‘A Sentimental Bond with the Product’: The Veneer of Time

Helen Grace

Sometime in the early eighties — before gentrification had descended on the suburb where I then lived, bathing it in heritage colours and greenery — I came home one day to find my shared house had been trashed, my camera bag gone, along with my Polaroid SX70 camera, cheap jewellery, the new Betamax VCR and the TV. Of all these objects, so often stolen then in endless break and enters, the one whose loss I mourned least was the SX70 because the cost of stock curtailed the delicious pleasure of shooting randomly and seeing more or less instantly what you’d done.

Helen Grace
Untitled (from the series ‘Imitation of Life’)  1996/2013
Cibachrome print, 86 x 121.5 cm
Artbank collection, purchased 2013

"...Instagram was a force yet to be released."

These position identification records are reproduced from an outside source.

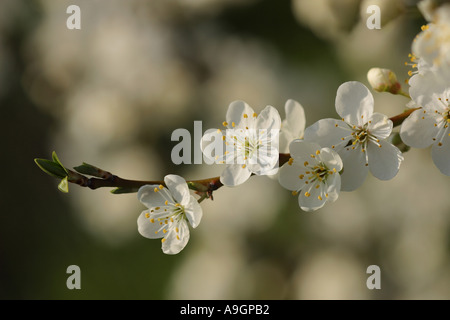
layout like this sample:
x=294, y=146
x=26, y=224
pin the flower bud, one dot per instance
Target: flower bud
x=383, y=80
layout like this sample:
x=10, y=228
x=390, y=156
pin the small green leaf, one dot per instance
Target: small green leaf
x=51, y=168
x=56, y=160
x=64, y=185
x=90, y=170
x=121, y=190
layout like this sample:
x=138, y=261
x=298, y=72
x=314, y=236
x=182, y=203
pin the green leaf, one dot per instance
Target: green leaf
x=90, y=170
x=51, y=168
x=56, y=160
x=64, y=185
x=121, y=190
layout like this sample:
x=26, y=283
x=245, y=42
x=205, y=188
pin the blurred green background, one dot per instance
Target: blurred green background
x=112, y=93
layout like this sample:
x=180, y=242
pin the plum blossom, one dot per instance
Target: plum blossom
x=249, y=145
x=170, y=211
x=312, y=173
x=429, y=124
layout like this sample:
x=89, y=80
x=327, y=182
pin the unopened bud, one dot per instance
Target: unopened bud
x=384, y=80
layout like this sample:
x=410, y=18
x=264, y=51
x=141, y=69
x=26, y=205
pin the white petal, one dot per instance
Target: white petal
x=269, y=119
x=172, y=244
x=331, y=159
x=334, y=187
x=285, y=138
x=241, y=114
x=426, y=89
x=147, y=196
x=194, y=212
x=289, y=176
x=312, y=198
x=329, y=133
x=212, y=146
x=295, y=118
x=147, y=228
x=380, y=125
x=355, y=169
x=384, y=161
x=234, y=175
x=354, y=102
x=441, y=154
x=418, y=130
x=267, y=159
x=300, y=149
x=178, y=188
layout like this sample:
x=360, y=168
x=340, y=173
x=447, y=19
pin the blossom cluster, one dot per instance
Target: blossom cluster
x=327, y=157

In the future, if time proceeds the way it has always done as long as anyone can remember, image historians will ‘date’ these conglomerations of data we still call photographs by referring to the app through which they were processed. So, instead of identifying an image as a tintype or calotype for example, we will note that the SX70 filter framing of an image observed over 2009 to 2010 belongs to Hipstamatic, or more likely the popular iPhone app ToyCamera, as Instagram was a force yet to be released.

Perhaps we don’t care about these things now because new apps keep appearing and we are so immersed in the present, so absorbed within duration itself that we experience time as a continuous instantaneity, barely disrupted by intervals marking the transition from one moment to the next. It now appears that the life cycle itself has become a subspecies of the news cycle, with constant updates, even when nothing is happening.